Последние слова Сусанина могли показаться митрополиту дерзкими. Но владыка на сей раз смолчал, невольно ощущая, что от этого кряжистого мужика веет какой-то неизведанной, основательной силой и мудростью, коей он раньше не замечал, а по правде сказать — и не хотел замечать.

Сусанин, видя нахмурившееся лицо митрополита, высказал:

— От дедов и прадедов сию науку мужики постигали. Веками.

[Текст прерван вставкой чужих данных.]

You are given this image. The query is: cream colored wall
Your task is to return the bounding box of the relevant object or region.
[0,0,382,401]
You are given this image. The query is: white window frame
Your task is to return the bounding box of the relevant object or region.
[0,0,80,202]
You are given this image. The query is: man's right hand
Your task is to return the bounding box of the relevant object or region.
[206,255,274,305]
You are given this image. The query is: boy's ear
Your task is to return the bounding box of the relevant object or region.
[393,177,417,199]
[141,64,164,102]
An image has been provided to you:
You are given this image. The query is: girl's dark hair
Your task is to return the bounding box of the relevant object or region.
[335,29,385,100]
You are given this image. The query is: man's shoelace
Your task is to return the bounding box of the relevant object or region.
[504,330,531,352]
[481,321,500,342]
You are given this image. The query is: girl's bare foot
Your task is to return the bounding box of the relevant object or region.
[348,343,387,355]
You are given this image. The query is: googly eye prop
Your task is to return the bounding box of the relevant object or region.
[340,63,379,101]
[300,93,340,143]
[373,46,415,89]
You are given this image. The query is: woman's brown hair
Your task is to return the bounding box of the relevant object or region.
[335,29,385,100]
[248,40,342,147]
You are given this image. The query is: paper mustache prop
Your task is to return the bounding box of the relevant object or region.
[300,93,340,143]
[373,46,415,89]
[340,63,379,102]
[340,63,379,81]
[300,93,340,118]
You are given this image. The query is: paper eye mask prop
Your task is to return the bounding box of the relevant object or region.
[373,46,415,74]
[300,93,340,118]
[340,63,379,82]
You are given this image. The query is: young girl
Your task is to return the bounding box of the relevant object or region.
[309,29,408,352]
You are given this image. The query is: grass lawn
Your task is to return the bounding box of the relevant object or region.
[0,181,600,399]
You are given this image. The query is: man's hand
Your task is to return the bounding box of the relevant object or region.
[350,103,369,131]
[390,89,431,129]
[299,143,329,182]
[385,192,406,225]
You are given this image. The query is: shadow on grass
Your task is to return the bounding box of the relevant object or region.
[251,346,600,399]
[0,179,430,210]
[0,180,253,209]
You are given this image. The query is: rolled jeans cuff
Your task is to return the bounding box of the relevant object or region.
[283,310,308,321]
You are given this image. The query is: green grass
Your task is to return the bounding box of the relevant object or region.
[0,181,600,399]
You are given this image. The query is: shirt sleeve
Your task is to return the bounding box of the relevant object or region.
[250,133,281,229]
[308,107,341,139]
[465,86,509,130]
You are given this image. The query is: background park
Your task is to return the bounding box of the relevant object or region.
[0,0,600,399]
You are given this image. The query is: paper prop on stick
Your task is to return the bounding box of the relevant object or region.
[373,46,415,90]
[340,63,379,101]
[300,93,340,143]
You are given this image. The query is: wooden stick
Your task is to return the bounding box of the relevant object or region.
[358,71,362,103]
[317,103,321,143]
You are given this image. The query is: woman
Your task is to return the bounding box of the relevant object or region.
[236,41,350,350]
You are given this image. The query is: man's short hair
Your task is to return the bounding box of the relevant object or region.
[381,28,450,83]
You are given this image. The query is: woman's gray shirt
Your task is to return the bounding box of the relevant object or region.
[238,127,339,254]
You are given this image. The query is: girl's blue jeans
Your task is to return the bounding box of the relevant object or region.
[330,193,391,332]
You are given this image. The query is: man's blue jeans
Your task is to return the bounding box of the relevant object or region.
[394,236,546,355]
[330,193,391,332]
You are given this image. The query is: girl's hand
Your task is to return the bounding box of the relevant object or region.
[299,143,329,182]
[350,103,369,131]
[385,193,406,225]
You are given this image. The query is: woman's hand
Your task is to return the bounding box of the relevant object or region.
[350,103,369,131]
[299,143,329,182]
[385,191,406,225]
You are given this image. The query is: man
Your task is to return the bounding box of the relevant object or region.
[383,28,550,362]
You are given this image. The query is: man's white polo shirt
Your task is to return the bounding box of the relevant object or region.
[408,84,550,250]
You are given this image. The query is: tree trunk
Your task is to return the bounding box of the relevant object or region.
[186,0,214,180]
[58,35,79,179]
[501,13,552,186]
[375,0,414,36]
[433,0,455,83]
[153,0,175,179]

— Ну-ну. А теперь пройдем в беседку.

Митрополит начал разговор не сразу. Молчаливо поглаживал панагию, усеянную драгоценными каменьями, а затем неожиданно спросил:

— Знакомый человек есть в Ростове?

Иван Осипович никогда не рассказывал, что он когда-то проживал в Ростове, — ни Ивану Васильевичу, ни, тем более, Филарету. Но на сей раз, он решил открыться: смысла уже нет утаивать.

— Есть, владыка.

— Кто он, и хорошо ли ведает люд ростовский?

— Пятуня из простолюдинов. Моих лет. Каждого ростовца изрядно ведает.

— Не плут?

— С такими знакомства не веду, владыка.

— Добро, сыне… Известился я, что скоро в Ростов прибудут поляки, кои помышляют поставить в городе католический храм. Гоже ли так, сын мой?

— Когда-то в Ярославле немчины попытали возвести иноверческую божницу, но купец Василий Кондаков поднял народ, а царь Иван Грозный, изведав про это, обличил владыку Давыда в ереси и наложил на него опалу.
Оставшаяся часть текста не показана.